His drawings are so clear and have a cartoon simplification about them so you’d think it would be easy to draw in the idiom but there’s more to it than you might imagine. For instance, in my drawing of myself trimming the hedge:
I haven’t drawn the figure with enough vigour and confidence for it to be convincing
The colours in the figure are too washed out, they needn’t be strident but they shouldn’t be as wishy-washy as here
The hedge doesn’t have sufficient bushiness; in my drawings I’d usually go for more detail and build up texture there but in simplified line drawing like this you have to devise a free 'organic' line to give an impression of foliage. Hergé studied Japanese prints and drawings to enable him to express natural form in the confines of a newspaper cartoon strip
I've used fibre tip pen and I'm convinced that dip pen would produce Hergé's flowing line more successfully
I'd like to try it again, it's fun trying to get the lively narrative quality of the drawings; I find the pace and humour of the stories echoes the movies of the post-war eriod.
It’s our last Bank Holiday Monday of the summer and everyone is making the most of it. While I’m out in the garden trying to enjoy the peace and quiet, down at the Bingley Arms they’re having a barbecue to the amplified sounds of the sixties while in the valley they’re droning and droning and droning on motorbikes in the quarry area of the wood.
Makes me want to leave home and find somewhere quieter but I know that if I moved to the depths of the countryside that’s where the RAF like to practice their low-level jet fighter chases, so I guess I’m better off at home with the droning motorbikes and the booming Best of the Beatles.
But it explains why I look like Captain Haddock in my drawing; the most irate of Tintin characters.
I'm continuing to give the garden a good haircut in preparation for the autumn and, having finished the hedge on two sides of the garden, I mow the small meadow area, shredding the hedge trimmings as I go. I take great care to avoid frogs, checking the first squares of grass by hand and removing three small frogs, then watching carefully as I mow along, making progress in the same direction so the frogs can hop out in the other.
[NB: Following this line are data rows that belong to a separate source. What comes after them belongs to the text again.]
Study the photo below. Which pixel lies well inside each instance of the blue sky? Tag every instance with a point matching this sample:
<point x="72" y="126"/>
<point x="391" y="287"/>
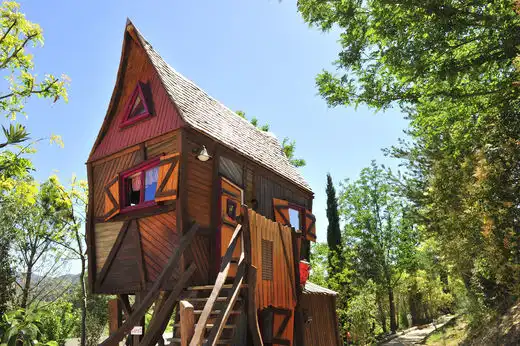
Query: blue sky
<point x="256" y="56"/>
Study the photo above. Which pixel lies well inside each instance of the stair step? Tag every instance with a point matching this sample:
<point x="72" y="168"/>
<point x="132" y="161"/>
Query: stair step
<point x="210" y="287"/>
<point x="202" y="299"/>
<point x="211" y="325"/>
<point x="219" y="342"/>
<point x="217" y="312"/>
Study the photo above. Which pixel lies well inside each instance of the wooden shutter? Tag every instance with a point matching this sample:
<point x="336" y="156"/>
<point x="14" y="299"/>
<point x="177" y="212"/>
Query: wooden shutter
<point x="281" y="211"/>
<point x="168" y="180"/>
<point x="112" y="206"/>
<point x="310" y="226"/>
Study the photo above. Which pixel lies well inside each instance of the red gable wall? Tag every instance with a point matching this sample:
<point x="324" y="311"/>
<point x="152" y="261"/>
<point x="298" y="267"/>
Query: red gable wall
<point x="165" y="117"/>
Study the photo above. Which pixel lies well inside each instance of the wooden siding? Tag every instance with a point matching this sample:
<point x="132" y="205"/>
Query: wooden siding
<point x="159" y="238"/>
<point x="168" y="144"/>
<point x="266" y="188"/>
<point x="105" y="234"/>
<point x="105" y="171"/>
<point x="164" y="114"/>
<point x="249" y="183"/>
<point x="322" y="330"/>
<point x="279" y="292"/>
<point x="199" y="187"/>
<point x="122" y="275"/>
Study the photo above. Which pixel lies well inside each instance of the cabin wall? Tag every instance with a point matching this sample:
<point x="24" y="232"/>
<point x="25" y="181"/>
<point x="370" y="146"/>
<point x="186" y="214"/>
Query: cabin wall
<point x="150" y="236"/>
<point x="164" y="113"/>
<point x="323" y="329"/>
<point x="272" y="255"/>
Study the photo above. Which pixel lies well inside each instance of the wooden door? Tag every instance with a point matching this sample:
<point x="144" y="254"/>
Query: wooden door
<point x="231" y="197"/>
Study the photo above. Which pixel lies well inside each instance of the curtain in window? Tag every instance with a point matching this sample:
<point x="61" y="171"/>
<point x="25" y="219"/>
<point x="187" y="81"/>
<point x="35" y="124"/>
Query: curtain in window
<point x="136" y="182"/>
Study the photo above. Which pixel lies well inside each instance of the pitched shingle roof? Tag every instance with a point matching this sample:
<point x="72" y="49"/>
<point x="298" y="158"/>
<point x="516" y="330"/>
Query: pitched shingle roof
<point x="312" y="288"/>
<point x="209" y="116"/>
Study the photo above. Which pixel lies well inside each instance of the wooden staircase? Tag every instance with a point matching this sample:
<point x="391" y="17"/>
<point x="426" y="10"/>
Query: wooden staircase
<point x="219" y="314"/>
<point x="194" y="300"/>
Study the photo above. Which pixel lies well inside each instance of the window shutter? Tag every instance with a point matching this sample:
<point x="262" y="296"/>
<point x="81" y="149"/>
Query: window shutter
<point x="112" y="206"/>
<point x="281" y="211"/>
<point x="168" y="180"/>
<point x="310" y="226"/>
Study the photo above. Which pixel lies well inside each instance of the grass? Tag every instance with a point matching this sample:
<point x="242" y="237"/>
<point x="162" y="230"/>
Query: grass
<point x="451" y="334"/>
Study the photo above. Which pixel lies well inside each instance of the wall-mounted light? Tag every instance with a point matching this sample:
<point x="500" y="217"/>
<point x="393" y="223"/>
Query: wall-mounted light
<point x="203" y="154"/>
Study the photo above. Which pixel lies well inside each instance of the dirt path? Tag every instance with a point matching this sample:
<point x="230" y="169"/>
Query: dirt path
<point x="414" y="336"/>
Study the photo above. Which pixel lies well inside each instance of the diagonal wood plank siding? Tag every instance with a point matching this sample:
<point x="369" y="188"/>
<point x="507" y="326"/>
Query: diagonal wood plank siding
<point x="164" y="119"/>
<point x="159" y="238"/>
<point x="321" y="331"/>
<point x="105" y="235"/>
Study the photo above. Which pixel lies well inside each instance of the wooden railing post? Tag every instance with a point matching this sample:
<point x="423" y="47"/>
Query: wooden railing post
<point x="187" y="317"/>
<point x="246" y="235"/>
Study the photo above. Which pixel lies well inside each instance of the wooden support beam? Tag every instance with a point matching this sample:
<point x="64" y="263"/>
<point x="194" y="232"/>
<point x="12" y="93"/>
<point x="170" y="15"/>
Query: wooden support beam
<point x="159" y="324"/>
<point x="246" y="235"/>
<point x="252" y="316"/>
<point x="166" y="274"/>
<point x="187" y="317"/>
<point x="125" y="304"/>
We’ve noticed that we keep getting brown patches on our tomatoes and that the foliage is turning brown and shrivelling. It’s not blossom end rot which is caused by inconsistent watering; that’s blacker and always at the end of the tomato. Barbara looked this up and discovered that it’s tomato blight, a fungus that can infect the plants in warm, humid conditions.
We would probably have had more success this year growing outdoors where the plants would have been better ventilated.
So, the new generation; will they be like their parents, fighting for territory over our lawn?
Two speckled juveniles blackbirds are hopping along at either side of the lawn. Soon the one on the herb bed flies over to the other and there’s immediately a puffing up of feathers and enough aggression to persuade one of them to go back behind the invisible line that marks the boundary of the garden territories.
At breakfast-time this character, a grey squirrel, poked his head over our own territorial marker; the plank in the gap in the fence between ourselves and next door. He must have decided it was better on the other side as he lowered himself back down once he’d taken a look.